- Born: June 21, 1988 (age 37) Berkeley, California, United States
- Occupations: Artist; multimedia artist; video artist; illustrator; photographer;
- Website: stephaniesarley.com

= Stephanie Sarley =

American artist

Stephanie Sarley (born ) is a contemporary American multimedia artist known for her surrealistic humor.

An illustrator, printmaker, and video artist, Sarley is inspired by the "psychology of kink". She is best known for her "fruit art videos", which appeared on Instagram beginning in late 2015. Additionally, she is known for creating a series of flower-themed and talking vaginas known as "Orcunts" and "Crotch Monsters." She is the author of the adult coloring book Dick Dog and Friends.

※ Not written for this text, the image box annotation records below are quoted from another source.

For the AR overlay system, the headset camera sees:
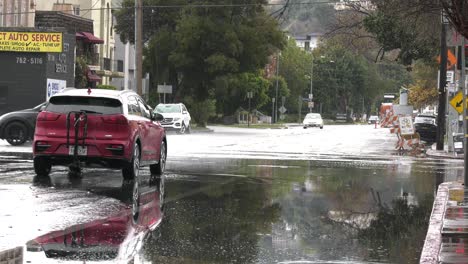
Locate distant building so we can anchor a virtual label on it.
[36,0,124,84]
[111,0,136,91]
[293,33,322,51]
[0,0,36,28]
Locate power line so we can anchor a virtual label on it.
[0,0,344,17]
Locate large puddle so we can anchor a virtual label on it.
[0,157,463,263]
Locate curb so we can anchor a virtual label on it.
[419,183,453,264]
[426,149,464,159]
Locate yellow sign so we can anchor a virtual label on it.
[450,91,463,114]
[0,31,63,52]
[437,50,457,69]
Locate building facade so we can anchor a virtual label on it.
[0,0,36,27]
[36,0,124,84]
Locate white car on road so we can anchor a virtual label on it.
[154,103,191,134]
[302,113,323,129]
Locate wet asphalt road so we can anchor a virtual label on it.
[0,125,463,263]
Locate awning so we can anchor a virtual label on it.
[75,32,104,44]
[86,71,101,82]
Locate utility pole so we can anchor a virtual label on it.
[309,53,314,113]
[247,92,253,127]
[436,14,447,150]
[135,0,143,95]
[297,95,302,124]
[460,36,468,188]
[272,53,281,123]
[271,97,275,124]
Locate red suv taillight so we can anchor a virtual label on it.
[36,141,50,152]
[37,112,60,121]
[101,115,128,125]
[106,144,124,156]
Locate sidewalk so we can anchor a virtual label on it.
[426,143,464,159]
[419,182,468,264]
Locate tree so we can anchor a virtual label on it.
[324,0,440,65]
[280,39,312,116]
[440,0,468,38]
[408,61,439,109]
[117,0,285,125]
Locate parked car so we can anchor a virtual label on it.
[0,102,46,146]
[367,116,379,124]
[154,103,192,134]
[302,113,323,129]
[414,114,437,144]
[335,113,348,123]
[33,89,167,179]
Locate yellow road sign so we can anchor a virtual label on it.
[450,91,463,114]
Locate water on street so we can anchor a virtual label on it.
[0,125,463,263]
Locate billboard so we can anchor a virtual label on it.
[0,31,63,52]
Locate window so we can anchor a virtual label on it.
[128,95,141,116]
[0,85,8,105]
[46,96,122,115]
[73,5,80,16]
[138,99,151,119]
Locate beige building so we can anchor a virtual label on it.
[36,0,123,84]
[0,0,36,28]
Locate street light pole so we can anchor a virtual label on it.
[271,53,280,123]
[135,0,143,95]
[460,36,468,188]
[247,92,253,127]
[309,53,314,113]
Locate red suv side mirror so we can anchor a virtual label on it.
[153,113,164,122]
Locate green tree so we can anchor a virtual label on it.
[117,0,285,125]
[279,39,312,116]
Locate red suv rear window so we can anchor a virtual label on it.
[45,96,123,115]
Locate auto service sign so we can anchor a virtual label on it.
[0,31,63,52]
[46,79,67,101]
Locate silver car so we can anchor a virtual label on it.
[302,113,323,129]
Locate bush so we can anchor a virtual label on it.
[184,97,216,127]
[96,84,117,90]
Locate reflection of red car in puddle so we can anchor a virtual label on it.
[25,187,162,264]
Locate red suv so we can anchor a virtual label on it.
[33,89,167,180]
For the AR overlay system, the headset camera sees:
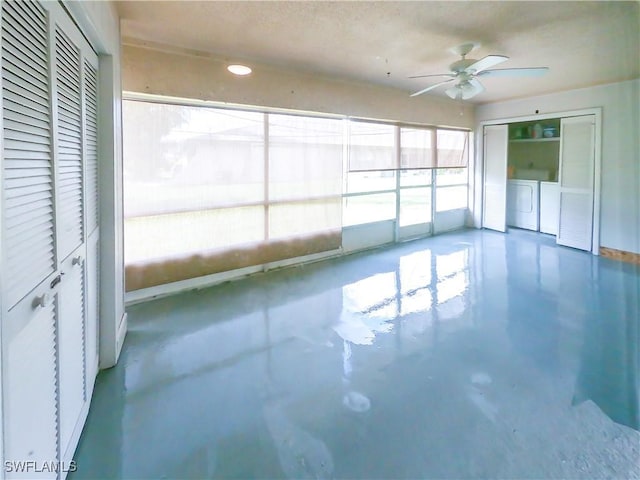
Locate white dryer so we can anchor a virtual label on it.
[507,180,540,231]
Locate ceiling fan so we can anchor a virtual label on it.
[409,42,549,100]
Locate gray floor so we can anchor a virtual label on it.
[71,230,640,479]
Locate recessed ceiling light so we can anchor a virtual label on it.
[227,65,251,75]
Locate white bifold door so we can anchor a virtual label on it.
[482,125,509,232]
[0,1,99,478]
[556,115,595,250]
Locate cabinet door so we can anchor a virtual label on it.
[482,125,509,232]
[557,115,595,250]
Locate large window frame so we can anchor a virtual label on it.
[123,92,471,290]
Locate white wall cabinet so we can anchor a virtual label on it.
[0,2,99,478]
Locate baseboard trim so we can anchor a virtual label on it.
[600,247,640,265]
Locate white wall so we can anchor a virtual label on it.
[122,45,474,128]
[476,79,640,253]
[65,1,126,368]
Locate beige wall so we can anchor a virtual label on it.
[122,45,474,128]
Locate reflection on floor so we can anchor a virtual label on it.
[71,231,640,479]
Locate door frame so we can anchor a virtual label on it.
[473,107,602,255]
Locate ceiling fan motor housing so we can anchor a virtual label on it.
[449,58,477,73]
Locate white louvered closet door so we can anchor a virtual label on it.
[2,2,58,478]
[556,115,595,251]
[2,1,99,478]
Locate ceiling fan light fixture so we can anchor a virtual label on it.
[227,64,252,76]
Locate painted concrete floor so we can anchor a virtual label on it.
[70,231,640,479]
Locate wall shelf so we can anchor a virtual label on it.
[509,137,560,143]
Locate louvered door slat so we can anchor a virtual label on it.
[6,212,50,238]
[55,28,84,258]
[6,191,51,209]
[4,126,51,146]
[5,123,50,138]
[3,12,47,58]
[4,184,51,201]
[2,44,47,85]
[84,61,98,233]
[2,2,55,307]
[3,102,49,130]
[4,170,51,190]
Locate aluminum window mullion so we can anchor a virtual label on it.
[393,125,401,242]
[263,113,269,241]
[342,189,396,198]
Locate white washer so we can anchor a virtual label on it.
[507,180,540,231]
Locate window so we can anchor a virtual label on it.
[123,100,469,290]
[123,101,344,290]
[349,121,398,172]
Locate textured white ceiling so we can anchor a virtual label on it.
[116,1,640,103]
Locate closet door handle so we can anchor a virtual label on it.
[49,273,64,288]
[31,293,51,309]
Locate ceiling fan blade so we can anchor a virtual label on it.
[407,73,456,78]
[478,67,549,77]
[411,78,453,97]
[465,55,509,73]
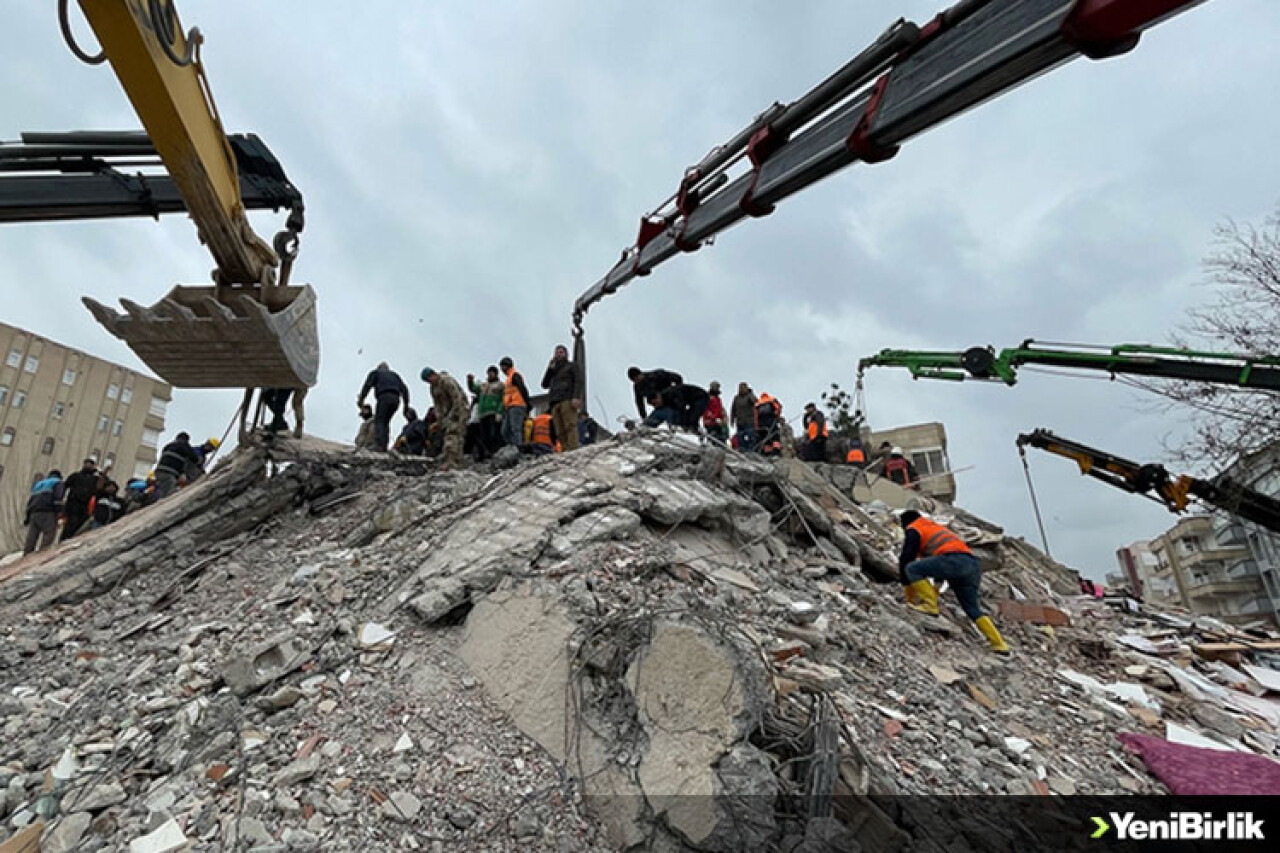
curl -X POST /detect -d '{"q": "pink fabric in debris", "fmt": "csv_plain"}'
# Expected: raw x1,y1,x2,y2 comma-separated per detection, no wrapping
1116,731,1280,797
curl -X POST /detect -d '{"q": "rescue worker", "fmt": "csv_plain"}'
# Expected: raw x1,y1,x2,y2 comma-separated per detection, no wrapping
801,402,828,462
88,480,128,530
61,459,100,542
498,356,529,447
356,403,374,450
897,510,1009,654
421,368,471,471
529,415,558,456
845,438,867,467
703,380,728,444
22,469,67,555
356,361,408,453
396,406,428,456
467,365,504,462
884,447,920,489
728,382,756,453
543,345,581,451
755,392,782,456
627,368,685,420
155,433,200,501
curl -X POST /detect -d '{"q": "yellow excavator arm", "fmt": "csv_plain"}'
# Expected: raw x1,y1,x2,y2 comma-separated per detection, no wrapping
79,0,279,286
59,0,320,389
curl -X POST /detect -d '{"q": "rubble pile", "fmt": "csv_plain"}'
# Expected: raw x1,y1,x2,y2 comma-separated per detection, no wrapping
0,432,1280,853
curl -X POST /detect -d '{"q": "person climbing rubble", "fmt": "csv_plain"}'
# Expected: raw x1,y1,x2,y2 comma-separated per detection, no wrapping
627,368,685,420
467,365,506,462
498,356,529,447
543,345,582,451
356,361,408,453
22,469,67,555
801,402,828,462
356,403,374,450
61,457,101,542
728,382,756,453
897,510,1009,654
394,406,428,456
703,380,728,444
155,432,200,501
421,368,471,470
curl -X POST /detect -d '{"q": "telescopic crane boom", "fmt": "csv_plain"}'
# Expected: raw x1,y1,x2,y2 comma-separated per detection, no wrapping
573,0,1204,337
1018,429,1280,533
858,341,1280,391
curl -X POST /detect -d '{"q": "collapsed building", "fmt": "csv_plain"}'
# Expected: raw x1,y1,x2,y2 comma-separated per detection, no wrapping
0,430,1280,853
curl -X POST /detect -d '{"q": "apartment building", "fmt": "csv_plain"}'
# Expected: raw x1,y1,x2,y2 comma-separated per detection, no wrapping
0,323,173,551
1119,514,1280,625
863,421,956,503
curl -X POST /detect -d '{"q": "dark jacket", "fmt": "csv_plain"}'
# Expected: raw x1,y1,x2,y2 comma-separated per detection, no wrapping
67,469,97,508
635,368,685,418
156,439,200,476
27,476,65,515
356,368,408,407
728,393,755,429
396,418,430,456
543,359,577,406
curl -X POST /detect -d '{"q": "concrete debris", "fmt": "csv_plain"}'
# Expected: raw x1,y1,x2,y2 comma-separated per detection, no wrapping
0,432,1280,853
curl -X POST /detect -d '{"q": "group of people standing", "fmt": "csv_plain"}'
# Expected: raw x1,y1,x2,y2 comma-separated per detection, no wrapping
356,346,595,469
23,433,220,555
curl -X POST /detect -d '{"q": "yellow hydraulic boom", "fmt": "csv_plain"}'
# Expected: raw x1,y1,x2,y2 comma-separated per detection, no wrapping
59,0,319,388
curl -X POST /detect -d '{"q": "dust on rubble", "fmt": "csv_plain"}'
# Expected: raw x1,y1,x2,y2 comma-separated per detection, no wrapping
0,433,1280,853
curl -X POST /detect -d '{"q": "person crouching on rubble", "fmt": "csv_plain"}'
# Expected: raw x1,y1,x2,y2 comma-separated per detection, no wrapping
897,510,1009,654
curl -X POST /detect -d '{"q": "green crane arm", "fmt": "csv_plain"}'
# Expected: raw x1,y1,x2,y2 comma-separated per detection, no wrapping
858,341,1280,391
1018,429,1280,533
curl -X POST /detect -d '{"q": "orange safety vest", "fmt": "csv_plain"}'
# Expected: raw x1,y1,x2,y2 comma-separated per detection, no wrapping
529,415,554,447
502,368,529,409
908,516,973,557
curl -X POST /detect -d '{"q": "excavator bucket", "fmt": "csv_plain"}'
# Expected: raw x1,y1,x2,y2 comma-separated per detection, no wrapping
82,284,320,388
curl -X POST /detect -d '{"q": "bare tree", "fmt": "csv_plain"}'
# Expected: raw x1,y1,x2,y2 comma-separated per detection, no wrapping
1156,207,1280,471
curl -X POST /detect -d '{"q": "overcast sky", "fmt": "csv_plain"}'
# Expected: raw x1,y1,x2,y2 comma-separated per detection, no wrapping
0,0,1280,578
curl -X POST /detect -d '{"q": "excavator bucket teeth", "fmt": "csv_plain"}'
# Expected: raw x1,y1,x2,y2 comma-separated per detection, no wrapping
82,284,320,388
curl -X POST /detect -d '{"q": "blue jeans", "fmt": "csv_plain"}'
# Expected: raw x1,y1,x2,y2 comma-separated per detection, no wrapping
906,553,982,619
502,406,529,447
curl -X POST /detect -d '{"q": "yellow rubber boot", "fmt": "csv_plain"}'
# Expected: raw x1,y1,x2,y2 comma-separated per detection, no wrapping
904,579,938,616
973,616,1009,654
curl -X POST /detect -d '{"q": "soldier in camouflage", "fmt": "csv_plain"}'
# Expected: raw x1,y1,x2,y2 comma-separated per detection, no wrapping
422,368,471,470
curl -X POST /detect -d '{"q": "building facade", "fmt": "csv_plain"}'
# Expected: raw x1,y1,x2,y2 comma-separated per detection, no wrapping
1117,514,1280,625
863,421,956,503
0,323,173,552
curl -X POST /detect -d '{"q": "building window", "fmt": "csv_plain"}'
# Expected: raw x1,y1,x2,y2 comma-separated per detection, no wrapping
911,447,947,476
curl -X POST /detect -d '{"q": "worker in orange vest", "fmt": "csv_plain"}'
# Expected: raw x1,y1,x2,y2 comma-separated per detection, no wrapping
800,402,828,462
897,510,1009,654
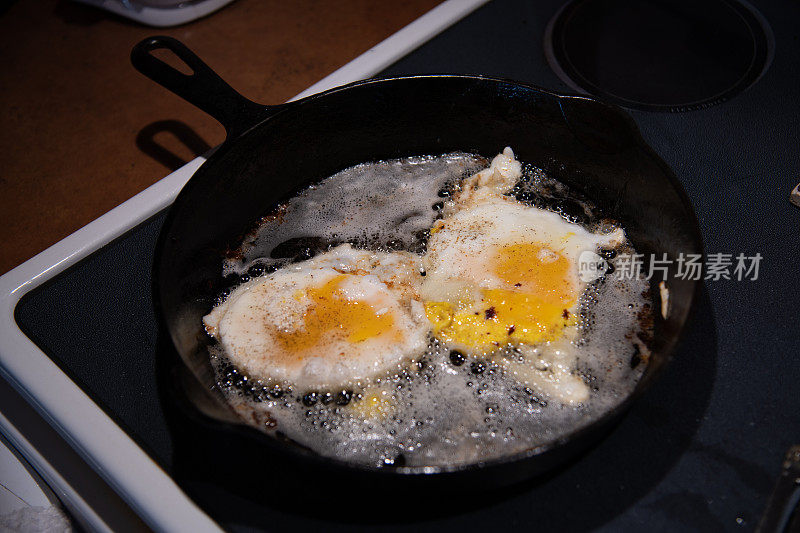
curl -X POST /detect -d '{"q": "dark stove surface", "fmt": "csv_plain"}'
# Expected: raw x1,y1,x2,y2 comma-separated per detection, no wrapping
545,0,772,111
12,0,800,531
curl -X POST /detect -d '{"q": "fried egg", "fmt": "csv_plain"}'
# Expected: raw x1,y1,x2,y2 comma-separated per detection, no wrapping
203,244,430,390
421,148,625,401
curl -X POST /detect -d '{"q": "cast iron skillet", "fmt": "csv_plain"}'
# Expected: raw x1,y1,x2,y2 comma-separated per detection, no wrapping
131,37,702,487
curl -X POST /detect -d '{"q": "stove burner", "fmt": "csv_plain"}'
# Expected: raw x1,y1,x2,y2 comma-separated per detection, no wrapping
545,0,772,111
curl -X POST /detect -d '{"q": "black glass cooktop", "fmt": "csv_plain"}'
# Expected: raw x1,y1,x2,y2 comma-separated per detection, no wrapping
12,0,800,531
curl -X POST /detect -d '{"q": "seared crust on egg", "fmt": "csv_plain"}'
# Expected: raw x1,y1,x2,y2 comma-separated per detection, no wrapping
203,244,429,390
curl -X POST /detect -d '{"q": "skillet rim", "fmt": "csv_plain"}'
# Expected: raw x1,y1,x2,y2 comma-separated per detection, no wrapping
152,74,704,478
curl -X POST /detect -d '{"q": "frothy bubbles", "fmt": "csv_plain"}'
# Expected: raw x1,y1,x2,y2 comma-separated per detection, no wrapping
212,154,652,468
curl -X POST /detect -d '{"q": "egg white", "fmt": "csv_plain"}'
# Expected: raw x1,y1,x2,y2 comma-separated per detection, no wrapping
203,244,429,390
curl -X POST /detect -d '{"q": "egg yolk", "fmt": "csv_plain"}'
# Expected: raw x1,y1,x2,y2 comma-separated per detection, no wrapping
275,275,401,360
425,243,578,352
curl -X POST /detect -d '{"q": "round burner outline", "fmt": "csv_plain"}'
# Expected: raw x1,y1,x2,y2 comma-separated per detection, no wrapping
544,0,774,112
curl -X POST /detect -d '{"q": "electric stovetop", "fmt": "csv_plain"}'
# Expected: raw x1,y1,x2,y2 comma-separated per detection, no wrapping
6,0,800,531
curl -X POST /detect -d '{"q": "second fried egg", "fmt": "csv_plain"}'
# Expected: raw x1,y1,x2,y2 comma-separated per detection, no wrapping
204,244,429,390
421,149,625,354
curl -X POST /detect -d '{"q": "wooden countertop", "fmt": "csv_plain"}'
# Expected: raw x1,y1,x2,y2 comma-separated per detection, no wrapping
0,0,441,274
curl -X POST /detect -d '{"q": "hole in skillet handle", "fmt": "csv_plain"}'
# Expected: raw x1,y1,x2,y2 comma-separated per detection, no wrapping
131,36,282,139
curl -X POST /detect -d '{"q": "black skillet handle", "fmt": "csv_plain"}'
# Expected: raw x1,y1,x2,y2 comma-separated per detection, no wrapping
131,36,280,139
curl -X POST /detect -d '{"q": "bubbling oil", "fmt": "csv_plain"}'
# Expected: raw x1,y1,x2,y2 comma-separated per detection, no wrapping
211,153,652,467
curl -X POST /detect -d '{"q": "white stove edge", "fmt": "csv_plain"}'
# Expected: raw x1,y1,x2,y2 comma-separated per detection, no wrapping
0,0,489,531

Her work has been exhibited internationally.

==Early life==
Sarley was born in Berkeley, California, and grew up in the San Francisco Bay Area. There she was raised by a family of artists who tended to take her to museums in the San Francisco area to "draw from the masters." Her father is a storyboard artist in Hollywood and her grandfather took part in the art scene as well. Her mother directed "Women in Film," a film festival. Sarley studied and apprenticed in classical arts, eventually studying print-making at Laney College in Oakland. Sarley knew she wanted to be an artist by the time she was 11 years old. "When I was young, I studied the masters but I didn't realize at the time the masters were only men", she said. "I didn't have that perspective at the time."

==Artwork==
With a background consisting of traditional fine arts apprenticeships such as printmaking, stone-sculpting, and tattooing, Sarley has worked professionally as an artist for almost a decade. In 2013, Sarley began working primarily in the digital medium.

Sarley is best known for her fruit-art videos.

Sarley has been known to depict women's sexuality through her artwork, specifically her "food porn" videos and photography. Sarley states, "My work is about representing raw femininity in the arts." Regarding Instagram's removal of her page and photos, Sarley has stated "Removing my photos from social media has given my art an extra dimension. It has become a form of protest. " Sarley views vaginas as "the centre of life" and believes that shouldn't be viewed "as a threat, something to censor, or exploit."

On recalling the creation of her first fruit video, Sarley described it as "a spontaneous primal urge". As the series went on, the films began to inspire countless copycats.

Sarley's work is best recognized by multiple illustrative constructs. Some examples are the "crotch monsters", anthropomorphized vulvae, the "orcunts": part orchids, part vaginas, and the fruit art videos.

Sarley's artwork deals with issues surrounding sexism, censorship, and women's empowerment.

==Publications==
In 2013, Sarley published the adult coloring book Dick Dog And Friends which had been distributed via the Last Gasp.

Several publications have featured Sarley's art including Hatezine, art Das Kunstmagazin, and Elle Brazil. Sarely's art has also appeared in the "munchies" section of Vice Magazine.

In 2016 Artsy magazine recognized Sarley as one of the "8 Women Who Turned Food into Feminist Art."

==Reception==
Sarley has been referred to as the "patron saint of vagina drawings." Critics have compared her work to Gustave Courbet, Egon Schiele, Georgia O'Keeffe. Betty Tompkins, Andy Warhol, and Joan Semmel. Noted art critics have praised her videos, some calling it "Genius," in print and online.

Sarley's Instagram account has been disabled numerous times for "sexually explicit content" regarding her fruit videos. Sarley struggled with copyright over her original clips, and received negative comments from followers over the explicit nature of her work. After informing Instagram about this, the company shut down her account over its “sexually suggestive” content. Her account has been restored due to community pressure on instagram.

Miley Cyrus was accused of plagiarizing Sarley's work in promotional videos for her EP, She Is Coming. The media recognized that the promotions were a copy of Sarley's "fruit porn". Sarley, however, has not been contacted by Cyrus or any Cyrus representatives.

== Feminism ==
Sarley believes that women "haven’t been represented in the arts and now it’s just normalized." Sarley states that "[her] art challenges the gender confines men and women have to deal with."

One of Sarley’s recent group exhibitions at the Museum Der Dinge in Berlin featured work that explored “modern-day feminism and how that translates into sexuality and personal agency."

==In popular culture==
- The controversy surrounding her Instagram was mentioned in Harper's Magazines weekly review for March 15, 2016.
- Sarley's fruit art was featured on several Canal+ French television shows including L'Émission d'Antoine.
- Cosmopolitan named Sarley as one of the Twenty Best Vagina Moments of 2016.
- Calvin Klein has been noted for being heavily influenced by Sarley's work in one of their advertisement series.
- Loewe's spring/summer campaign of 2017, photographed by Steven Meisel is recognized for being in the style of Sarley's work.